The Starving Theater Artist: Anaconda

My go-to ComfyUI workflow now has more spaghetti than my most recent factory.

(Not mine; some guy in Reddit.)

The VRAM crunch for long videos seems to rest primarily in the KSampler. There's an s2v workflow in the templates of a standard ComfyUI install that uses a tricky little module that picks up the latent and renders another chunk of video, for all of them to be stitched together at the end. With that thing, the major VRAM crunch is size of the image.

Of course there's still the decoherence issue. I've been running 40-second tests to see how badly the image decomposes over that many frames. Also found the quality is acceptable rendering at 720 and upscaling to 1024 via a simple frame-by-frame lanczos upscaler (nothing AI about it). And I'm rather proud I figured that our all by myself. At 16 fps and with Steps set down at 4 I can get a second of video for every minute the floor heater is running.

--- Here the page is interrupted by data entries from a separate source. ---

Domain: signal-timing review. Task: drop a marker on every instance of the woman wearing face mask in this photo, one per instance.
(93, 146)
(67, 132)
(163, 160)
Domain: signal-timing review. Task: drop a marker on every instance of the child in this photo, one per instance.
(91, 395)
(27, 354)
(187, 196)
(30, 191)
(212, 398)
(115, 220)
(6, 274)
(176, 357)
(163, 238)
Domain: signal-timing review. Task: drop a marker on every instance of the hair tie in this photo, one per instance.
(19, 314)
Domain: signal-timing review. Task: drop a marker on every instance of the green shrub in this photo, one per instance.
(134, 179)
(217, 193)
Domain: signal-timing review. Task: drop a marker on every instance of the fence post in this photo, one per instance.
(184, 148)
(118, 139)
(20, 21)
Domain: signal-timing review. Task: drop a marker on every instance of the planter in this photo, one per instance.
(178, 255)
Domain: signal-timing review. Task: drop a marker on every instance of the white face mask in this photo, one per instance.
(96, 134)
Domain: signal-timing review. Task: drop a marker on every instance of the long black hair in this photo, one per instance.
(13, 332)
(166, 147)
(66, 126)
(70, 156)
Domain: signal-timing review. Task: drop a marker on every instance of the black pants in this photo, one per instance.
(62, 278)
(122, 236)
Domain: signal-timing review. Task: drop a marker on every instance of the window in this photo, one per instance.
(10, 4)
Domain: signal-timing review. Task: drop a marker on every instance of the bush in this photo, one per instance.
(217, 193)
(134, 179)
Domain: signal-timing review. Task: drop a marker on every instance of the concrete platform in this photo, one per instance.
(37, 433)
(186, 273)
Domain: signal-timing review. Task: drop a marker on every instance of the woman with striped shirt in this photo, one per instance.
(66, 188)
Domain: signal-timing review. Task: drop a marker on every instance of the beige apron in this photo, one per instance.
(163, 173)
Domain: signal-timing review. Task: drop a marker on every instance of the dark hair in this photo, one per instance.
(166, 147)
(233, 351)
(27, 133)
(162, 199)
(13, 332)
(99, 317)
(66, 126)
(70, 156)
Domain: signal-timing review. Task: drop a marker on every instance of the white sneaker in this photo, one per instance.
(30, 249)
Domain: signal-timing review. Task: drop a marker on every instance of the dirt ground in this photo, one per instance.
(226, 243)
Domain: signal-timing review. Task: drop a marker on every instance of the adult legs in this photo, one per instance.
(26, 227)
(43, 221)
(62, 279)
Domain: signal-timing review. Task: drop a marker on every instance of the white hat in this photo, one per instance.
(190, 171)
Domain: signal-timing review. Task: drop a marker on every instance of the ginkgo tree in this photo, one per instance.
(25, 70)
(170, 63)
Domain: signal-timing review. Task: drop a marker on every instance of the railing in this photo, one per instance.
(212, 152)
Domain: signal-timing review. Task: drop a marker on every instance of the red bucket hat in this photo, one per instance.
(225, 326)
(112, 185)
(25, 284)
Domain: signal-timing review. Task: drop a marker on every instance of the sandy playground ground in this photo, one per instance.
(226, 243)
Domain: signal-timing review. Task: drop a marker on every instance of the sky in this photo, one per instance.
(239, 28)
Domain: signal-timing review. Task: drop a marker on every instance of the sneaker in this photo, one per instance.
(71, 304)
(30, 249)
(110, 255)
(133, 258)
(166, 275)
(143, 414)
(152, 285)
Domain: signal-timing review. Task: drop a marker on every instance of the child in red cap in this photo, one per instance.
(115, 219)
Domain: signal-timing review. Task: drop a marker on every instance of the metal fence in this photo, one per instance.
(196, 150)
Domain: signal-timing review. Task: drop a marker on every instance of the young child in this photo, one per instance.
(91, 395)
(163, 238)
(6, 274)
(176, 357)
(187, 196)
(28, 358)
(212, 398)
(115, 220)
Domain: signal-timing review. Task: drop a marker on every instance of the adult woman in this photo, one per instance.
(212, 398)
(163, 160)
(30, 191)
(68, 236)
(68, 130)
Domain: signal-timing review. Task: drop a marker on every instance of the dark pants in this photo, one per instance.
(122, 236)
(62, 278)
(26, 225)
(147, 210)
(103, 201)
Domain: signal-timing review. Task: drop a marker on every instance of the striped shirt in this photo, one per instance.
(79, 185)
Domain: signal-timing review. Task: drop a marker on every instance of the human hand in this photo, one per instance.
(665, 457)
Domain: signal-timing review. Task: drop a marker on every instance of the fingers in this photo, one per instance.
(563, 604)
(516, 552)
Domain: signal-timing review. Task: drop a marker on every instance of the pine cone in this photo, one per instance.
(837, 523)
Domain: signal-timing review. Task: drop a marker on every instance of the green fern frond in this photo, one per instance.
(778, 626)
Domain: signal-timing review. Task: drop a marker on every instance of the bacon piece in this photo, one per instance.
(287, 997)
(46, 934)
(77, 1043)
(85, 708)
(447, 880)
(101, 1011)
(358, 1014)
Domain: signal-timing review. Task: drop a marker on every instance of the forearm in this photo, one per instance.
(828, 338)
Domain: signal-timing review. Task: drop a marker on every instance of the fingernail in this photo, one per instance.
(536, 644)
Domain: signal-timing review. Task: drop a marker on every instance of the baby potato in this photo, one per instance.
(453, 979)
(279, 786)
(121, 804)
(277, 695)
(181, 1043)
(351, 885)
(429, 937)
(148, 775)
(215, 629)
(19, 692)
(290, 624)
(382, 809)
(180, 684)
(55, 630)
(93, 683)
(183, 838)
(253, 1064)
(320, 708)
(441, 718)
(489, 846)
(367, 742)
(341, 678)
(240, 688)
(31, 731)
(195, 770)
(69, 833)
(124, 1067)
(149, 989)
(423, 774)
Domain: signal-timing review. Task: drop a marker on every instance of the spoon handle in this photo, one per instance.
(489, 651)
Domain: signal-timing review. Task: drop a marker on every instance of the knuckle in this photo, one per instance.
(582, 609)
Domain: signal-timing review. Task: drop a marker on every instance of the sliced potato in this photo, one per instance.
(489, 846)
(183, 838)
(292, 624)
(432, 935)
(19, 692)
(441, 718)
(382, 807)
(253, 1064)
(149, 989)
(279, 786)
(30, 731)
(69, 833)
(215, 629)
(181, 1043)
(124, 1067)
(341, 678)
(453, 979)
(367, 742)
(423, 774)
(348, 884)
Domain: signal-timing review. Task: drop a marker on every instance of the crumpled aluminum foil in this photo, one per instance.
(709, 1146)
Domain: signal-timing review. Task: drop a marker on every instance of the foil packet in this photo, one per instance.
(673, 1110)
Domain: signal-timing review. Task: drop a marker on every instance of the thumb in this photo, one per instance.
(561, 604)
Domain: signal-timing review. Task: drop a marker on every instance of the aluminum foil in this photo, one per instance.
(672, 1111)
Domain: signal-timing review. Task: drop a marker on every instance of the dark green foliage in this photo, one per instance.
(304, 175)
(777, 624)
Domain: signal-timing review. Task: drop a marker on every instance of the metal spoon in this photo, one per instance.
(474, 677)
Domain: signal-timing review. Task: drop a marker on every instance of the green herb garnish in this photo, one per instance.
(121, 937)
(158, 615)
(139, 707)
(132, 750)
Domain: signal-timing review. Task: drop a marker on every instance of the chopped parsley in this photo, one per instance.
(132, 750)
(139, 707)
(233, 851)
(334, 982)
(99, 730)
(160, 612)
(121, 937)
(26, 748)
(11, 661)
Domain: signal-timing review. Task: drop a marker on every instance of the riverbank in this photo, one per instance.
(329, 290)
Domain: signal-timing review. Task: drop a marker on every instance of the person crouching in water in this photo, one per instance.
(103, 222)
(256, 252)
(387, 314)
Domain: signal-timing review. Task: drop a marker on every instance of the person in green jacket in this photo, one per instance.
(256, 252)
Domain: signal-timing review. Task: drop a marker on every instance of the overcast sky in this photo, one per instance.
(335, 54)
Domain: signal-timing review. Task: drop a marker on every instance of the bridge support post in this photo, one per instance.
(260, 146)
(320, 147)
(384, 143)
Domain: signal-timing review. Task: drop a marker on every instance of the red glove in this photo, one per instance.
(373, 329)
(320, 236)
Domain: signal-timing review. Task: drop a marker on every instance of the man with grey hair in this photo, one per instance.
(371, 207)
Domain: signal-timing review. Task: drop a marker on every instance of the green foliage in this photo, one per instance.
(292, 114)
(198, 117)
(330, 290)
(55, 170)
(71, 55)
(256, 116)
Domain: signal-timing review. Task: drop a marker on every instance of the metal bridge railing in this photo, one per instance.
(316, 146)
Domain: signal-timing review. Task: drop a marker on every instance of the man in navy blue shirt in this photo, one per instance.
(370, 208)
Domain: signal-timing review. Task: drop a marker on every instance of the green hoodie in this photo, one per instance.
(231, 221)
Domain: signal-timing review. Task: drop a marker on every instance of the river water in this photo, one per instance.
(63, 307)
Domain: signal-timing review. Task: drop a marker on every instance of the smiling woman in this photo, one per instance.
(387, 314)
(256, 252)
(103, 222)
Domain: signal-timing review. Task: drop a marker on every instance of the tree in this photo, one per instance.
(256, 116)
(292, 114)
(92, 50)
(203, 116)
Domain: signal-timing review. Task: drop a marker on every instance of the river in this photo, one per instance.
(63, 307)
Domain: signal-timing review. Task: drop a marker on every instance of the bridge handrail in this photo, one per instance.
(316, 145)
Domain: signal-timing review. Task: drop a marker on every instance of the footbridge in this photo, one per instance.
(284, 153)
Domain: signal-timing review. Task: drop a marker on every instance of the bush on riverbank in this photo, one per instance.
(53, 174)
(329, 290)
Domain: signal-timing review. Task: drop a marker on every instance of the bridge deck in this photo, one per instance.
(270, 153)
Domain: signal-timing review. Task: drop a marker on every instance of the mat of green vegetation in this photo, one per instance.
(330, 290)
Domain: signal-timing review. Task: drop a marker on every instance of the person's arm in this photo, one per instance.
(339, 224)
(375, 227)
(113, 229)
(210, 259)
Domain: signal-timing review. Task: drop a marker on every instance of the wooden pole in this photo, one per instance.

Scripting is still a big unknown. I've been experimenting with the s2v (sound to video) and as usual there are surprises. AI, after all, is an exercise in probabilities. "These things are often found with those things." It is, below the layers of agents and control nets and weighting, a next-word autocomplete.

That means it seems to have an uncanny ability to extract emotional and semantic meaning from speech. It is strictly associational; videos in the training material tended to show a person pointing when the vocal patterns of "look over there" occurred. More emergence. Cat logic, even.

So anyhow, I broke Automatic1111. Sure, it had a venv folder, but somehow Path got pointed in the wrong direction. Fortunately was able to delete python, clean install 3.10.9 inside the SD folder, Automatic1111 came back up and ComfyUI was still safe in its own sandbox. And now to try to install Kohya.

Experimenting with the tech has led to thinking about shots, and that in turn has circled back to the same thing I identified earlier, a thing that becomes particularly visible when talking about AI.

We all have an urge to create. And we all have our desires and internal landscapes that, when given the chance, will attempt to shape the work. Well, okay, writing forums talk about the person who wants to have written a book; the book itself being of no import, just as the nature of the film they starred in having nothing to do with the desire to be a famous actor. It is the fame and fortune that is the object.

In any case, the difference between the stereotype of push-button art (paint by numeric control) and the application of actual skills that took time and effort to learn is, in relation to the process of creation itself, just a matter of how granular you are getting about it.

Music has long had chance music and aleatoric music. Some artists throw paint at a canvass. And some people hire or collaborate. Is a composer not a composer if they hire an arranger?

That said, I feel that in video, the approach taken by many in AI is getting in the way of achieving a meaningful goal. As it exists right now, AI video is poorly scriptable, and its cinematography -- the choice of shots and cutting in order to tell the story -- is lacking. This, as with all things AI, will change.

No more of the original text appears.